La quête infinie de l'autre rive, Sylvie Kandé (par Théo Ananissoh)
La quête infinie de l’autre rive, Ed. Gallimard Continents noirs, 2011, 107 p., 13,90 €
Ecrivain(s): Sylvie Kandé Edition: Gallimard
C’est sous-titré « épopée en trois chants » ; une manière juste de décrire cette œuvre vibrante de sensibilité et tout en rythme. La quête infinie de l’autre rive est pour ainsi dire un récit sans cesse sur mer. Quand les hommes sont décrits les pieds sur la terre ferme, c’est qu’ils sont au bord de l’océan, dans la fièvre des préparatifs du départ, ou à l’arrivée, au terme d’une immense expédition, débarqués sur une terre inconnue.
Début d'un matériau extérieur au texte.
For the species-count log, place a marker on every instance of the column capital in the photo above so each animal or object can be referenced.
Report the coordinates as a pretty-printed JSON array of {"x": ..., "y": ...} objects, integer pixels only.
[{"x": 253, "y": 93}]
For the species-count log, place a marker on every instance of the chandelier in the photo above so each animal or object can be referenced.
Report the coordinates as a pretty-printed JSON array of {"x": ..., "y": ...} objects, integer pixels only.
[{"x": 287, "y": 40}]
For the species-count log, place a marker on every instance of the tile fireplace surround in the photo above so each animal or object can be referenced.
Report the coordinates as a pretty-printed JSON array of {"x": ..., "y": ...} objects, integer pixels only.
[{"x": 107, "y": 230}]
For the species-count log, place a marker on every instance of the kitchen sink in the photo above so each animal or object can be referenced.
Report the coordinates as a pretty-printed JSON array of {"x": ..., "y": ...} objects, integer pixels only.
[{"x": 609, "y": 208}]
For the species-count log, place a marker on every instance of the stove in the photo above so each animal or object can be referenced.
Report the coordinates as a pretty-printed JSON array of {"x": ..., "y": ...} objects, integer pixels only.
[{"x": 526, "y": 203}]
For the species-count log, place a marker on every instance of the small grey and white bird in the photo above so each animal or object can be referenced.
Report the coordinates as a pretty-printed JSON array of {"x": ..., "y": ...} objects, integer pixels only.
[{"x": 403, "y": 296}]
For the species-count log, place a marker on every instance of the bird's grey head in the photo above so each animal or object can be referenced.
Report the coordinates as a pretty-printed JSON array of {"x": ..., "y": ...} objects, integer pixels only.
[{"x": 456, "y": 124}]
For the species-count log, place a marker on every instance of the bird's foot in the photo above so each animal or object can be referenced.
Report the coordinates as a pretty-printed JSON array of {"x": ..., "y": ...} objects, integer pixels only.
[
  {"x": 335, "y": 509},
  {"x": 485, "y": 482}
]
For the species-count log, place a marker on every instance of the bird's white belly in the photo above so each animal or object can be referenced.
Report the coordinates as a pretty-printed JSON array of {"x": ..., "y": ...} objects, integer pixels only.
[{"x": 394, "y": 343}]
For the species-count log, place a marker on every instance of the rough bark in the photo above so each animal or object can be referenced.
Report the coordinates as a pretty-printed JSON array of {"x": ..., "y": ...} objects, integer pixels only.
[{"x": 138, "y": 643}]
L’ouvrage est dédié à Joseph Ki-Zerbo, un des grands historiens africains. L’auteur elle-même a fait des études de lettres classiques et d’histoire. Celle-ci fonde son récit. On ne peut en comprendre tout à fait la trame sans le rappel d’un fait semble-t-il historique. C’est un épisode de l’histoire de l’empire du Mali (XIIIè-XVè siècle) fondé par le fameux Soundiata Keïta ; empire extrêmement vaste qui s’étendait sur les territoires actuels du Mali, du Sénégal, de la Gambie, de la Guinée, de la Mauritanie et d’une bonne partie de la Côte d’Ivoire. L’un des descendants de Soundiata, Aboubakar II, vers 1310-1312, organise deux expéditions pour, dit-on, voir les limites de l’océan. La première disparaît sans laisser de trace ; la seconde qu’il dirige lui-même… C’est justement ce qu’entreprend de conter Sylvie Kandé dans La quête infinie de l’autre rive.
Le récit est donc en trois séquences qui sont comme des flux et reflux narratifs. Le premier chant décrit l’expédition et son échec tel que Kankan Moussa lui-même, le fils et successeur d’Aboubakar II, le suppose. Le deuxième chant reprend le récit de cette même expédition et, privilège du poète sur l’historien, imagine que l’entreprise a réussi. Est donc décrit – en des pages d’une beauté poétique inspirée – ce débarquement en terre d’Amérique. Logiquement, ce deuxième chant est le panégyrique de l’homme exceptionnel qui a donc devancé Christophe Colomb. La troisième et dernière partie est contemporaine (troisième flux, temporel) ; l’extrême voyage sur mer est celui des clandestins actuels à bord d’embarcations de fortune, à chaque instant menacés de naufrage. La soif d’ailleurs, et aussi les gestes, les affres, les risques sont les mêmes qu’au temps d’Aboubakar II. C’est la chronique des mêmes douleurs, des mêmes souffrances, des mêmes accès de foi ou de découragement…
À pagayer leurs bras se sont faits pagaies
rivées dru à leurs torses noueux et bruns
et leurs pieds mangés de sel ne sont plus que moignons
qui ventousent au creux de la coque par le vif de sept plaies
Du vertige de leurs douleurs ils puisent encore la force de ramer
Car l’océan, hier et aujourd’hui, c’est toujours
cette fluide folie
cette immense absence de paysage
Récit poétique, « néo-épique » selon l’expression de son auteur, La quête infinie de l’autre rive – tout est dans cet infini – manifeste une qualité de langue et d’écriture simplement exceptionnelle.